"Ye're all right now," Bridget said, complacently. "Ye've got the job so long as ye can hould it down. I'll give ye the dope about that, and wan thing is always to trate him the way ye've trated him to-day. It's what he wants of us other guys, and we've not got the trick o' handin' it out. Men like us, that's used to a free country, don't pass up no soft talk to no one. What's your name?"

I said it was Jasper Soames.

"Sure that's a hell of a name," he commented, simply. "The byes 'd never get round the like o' that. Yer name 'll be Brogan. Brogan was what we called the guy that was here before Clancy, and it done very well. All right, then, Brogan. Ye'll have Clancy's locker; and moind ye don't punch the clock a minute later than siven in the mornin', or that little ould divil 'll be dancin' round to fire ye."
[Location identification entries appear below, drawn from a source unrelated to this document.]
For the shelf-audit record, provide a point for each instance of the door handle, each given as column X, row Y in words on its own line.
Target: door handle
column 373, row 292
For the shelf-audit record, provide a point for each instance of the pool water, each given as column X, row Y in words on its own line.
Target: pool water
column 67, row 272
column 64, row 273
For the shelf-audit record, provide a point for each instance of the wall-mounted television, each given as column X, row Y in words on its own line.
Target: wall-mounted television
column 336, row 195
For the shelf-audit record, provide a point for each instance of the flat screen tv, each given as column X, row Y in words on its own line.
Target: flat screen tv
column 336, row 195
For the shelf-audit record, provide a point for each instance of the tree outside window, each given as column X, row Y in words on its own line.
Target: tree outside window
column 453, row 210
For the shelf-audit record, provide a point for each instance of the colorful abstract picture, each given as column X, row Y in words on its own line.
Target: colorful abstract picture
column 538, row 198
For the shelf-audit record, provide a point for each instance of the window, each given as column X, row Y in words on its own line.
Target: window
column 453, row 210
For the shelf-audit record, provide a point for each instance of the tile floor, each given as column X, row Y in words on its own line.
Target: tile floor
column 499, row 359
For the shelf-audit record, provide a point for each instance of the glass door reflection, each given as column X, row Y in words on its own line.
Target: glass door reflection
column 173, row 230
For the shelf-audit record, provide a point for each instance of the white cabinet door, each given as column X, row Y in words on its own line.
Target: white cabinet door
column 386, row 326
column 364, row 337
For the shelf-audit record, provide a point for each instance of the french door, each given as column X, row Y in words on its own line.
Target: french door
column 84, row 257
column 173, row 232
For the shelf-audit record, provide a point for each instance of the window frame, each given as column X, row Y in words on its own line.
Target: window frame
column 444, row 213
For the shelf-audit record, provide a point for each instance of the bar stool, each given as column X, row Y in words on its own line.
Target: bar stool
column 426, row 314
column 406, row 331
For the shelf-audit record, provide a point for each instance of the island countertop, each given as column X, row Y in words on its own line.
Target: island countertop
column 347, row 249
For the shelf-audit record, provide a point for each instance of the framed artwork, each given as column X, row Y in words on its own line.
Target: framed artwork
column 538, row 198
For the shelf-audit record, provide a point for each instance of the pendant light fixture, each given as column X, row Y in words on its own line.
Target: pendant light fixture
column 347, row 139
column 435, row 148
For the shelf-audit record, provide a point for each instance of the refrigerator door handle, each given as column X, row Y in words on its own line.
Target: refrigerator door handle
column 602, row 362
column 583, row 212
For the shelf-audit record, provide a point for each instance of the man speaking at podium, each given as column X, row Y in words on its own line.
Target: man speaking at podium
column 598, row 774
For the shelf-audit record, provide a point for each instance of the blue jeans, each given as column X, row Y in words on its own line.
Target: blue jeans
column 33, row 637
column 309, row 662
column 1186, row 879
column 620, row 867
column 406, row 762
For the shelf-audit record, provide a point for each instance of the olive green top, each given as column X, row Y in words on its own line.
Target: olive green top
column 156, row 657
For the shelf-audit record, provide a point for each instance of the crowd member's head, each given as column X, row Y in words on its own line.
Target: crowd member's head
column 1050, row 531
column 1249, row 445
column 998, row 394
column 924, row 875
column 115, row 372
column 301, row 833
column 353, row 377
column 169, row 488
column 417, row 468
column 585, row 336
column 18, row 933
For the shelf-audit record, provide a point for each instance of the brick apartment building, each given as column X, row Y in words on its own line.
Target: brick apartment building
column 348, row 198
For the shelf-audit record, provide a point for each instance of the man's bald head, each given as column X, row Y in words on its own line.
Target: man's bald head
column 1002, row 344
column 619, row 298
So Brogan I was at Messrs. Creed & Creed's all through the next two years.

CHAPTER V

No lighter-hearted man than I trod the streets of New York that evening. I had breakfasted in the morning; I had shared Bridget's cold meat and bread at midday; I could "blow myself in" to something to eat now, and then go happily to bed.

There was but one flaw in this bliss, and that was the thought of Mildred Averill. Whether she would be glad or sorry that for the minute I was landing on my feet, I could not forecast. And yet when I called her up she pretended to be glad. I say she pretended, only because in her first words there was a note of disappointment, perhaps of dismay, though she recovered herself quickly.

"But I can be easy in my mind about you?" she asked, after I had declined to tell her what my new occupation was.

"Quite easy; only I want you to know how grateful I am."

"Oh, please don't. If I could have done more!"